Booth Id:
EAEV077
Category:
Earth and Environmental Sciences
Year:
2024
Finalist Names:
Djajalie, Elizabeth (School: Thunder Mountain High School)
Abstract:
Planetary biodiversity is declining at alarming rates. Species conservation depends on knowing what species are present in an environment and in what quantities. A keystone species in Alaska is Oncorhynchus nerka, commonly known as sockeye salmon. Traditional methods of quantifying this species are often costly, time-consuming, dependent on expertise, and environmentally invasive. Environmental DNA (eDNA) may provide an alternative quantification method that solves these problems. Our previous project determined that quantitative eDNA metabarcoding could accurately enumerate sockeye salmon in eight creeks in the Wood River watershed of Southwest Alaska. This project continues the previous year’s investigation by analyzing the same eDNA samples using a second eDNA analysis technique: quantitative Polymerase Chain Reaction (qPCR), which is potentially more accurate than metabarcoding. Visual survey fish counts served as the gold standard.

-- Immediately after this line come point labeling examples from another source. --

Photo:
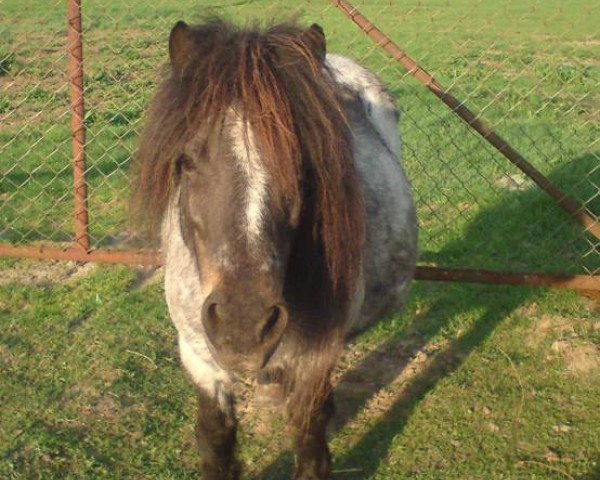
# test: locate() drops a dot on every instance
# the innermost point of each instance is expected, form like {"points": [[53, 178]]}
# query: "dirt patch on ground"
{"points": [[35, 272], [581, 359]]}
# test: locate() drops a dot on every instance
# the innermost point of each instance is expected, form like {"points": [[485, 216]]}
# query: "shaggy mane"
{"points": [[275, 79]]}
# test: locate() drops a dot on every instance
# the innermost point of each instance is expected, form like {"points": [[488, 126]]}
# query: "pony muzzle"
{"points": [[243, 335]]}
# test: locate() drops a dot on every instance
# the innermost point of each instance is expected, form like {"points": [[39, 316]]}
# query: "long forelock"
{"points": [[297, 124]]}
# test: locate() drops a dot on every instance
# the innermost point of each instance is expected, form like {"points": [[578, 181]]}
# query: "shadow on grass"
{"points": [[521, 219]]}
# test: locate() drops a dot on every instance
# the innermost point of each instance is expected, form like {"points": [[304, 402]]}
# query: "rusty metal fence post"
{"points": [[75, 58], [413, 68]]}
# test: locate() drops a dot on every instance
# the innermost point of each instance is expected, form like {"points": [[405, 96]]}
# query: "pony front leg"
{"points": [[309, 407], [216, 436], [216, 424], [309, 425]]}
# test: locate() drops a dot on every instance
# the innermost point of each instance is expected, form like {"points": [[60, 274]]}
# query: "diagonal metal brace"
{"points": [[578, 212]]}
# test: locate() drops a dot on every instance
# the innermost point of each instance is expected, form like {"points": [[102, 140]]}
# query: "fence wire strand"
{"points": [[530, 69]]}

Samples underwent qPCR processing that produced species abundance estimates from the eDNA. qPCR abundance estimates were compared to those of visual surveys and eDNA metabarcoding. The results strongly supported qPCR’s ability to accurately quantify sockeye salmon and established that an eDNA signal no matter the analysis method is a concentration estimate that needs to be corrected for volume surveyed. Visual counts were therefore divided by watershed area before being compared to eDNA counts. Overall, qPCR and metabarcoding methods appear comparable and both capable of serving as an alternative or supplement to traditional methods of species enumeration. However, if metabarcoding is used to quantify abundance across multiple sampling runs, it must be standardized with qPCR to account for variation in sequencing efficiency.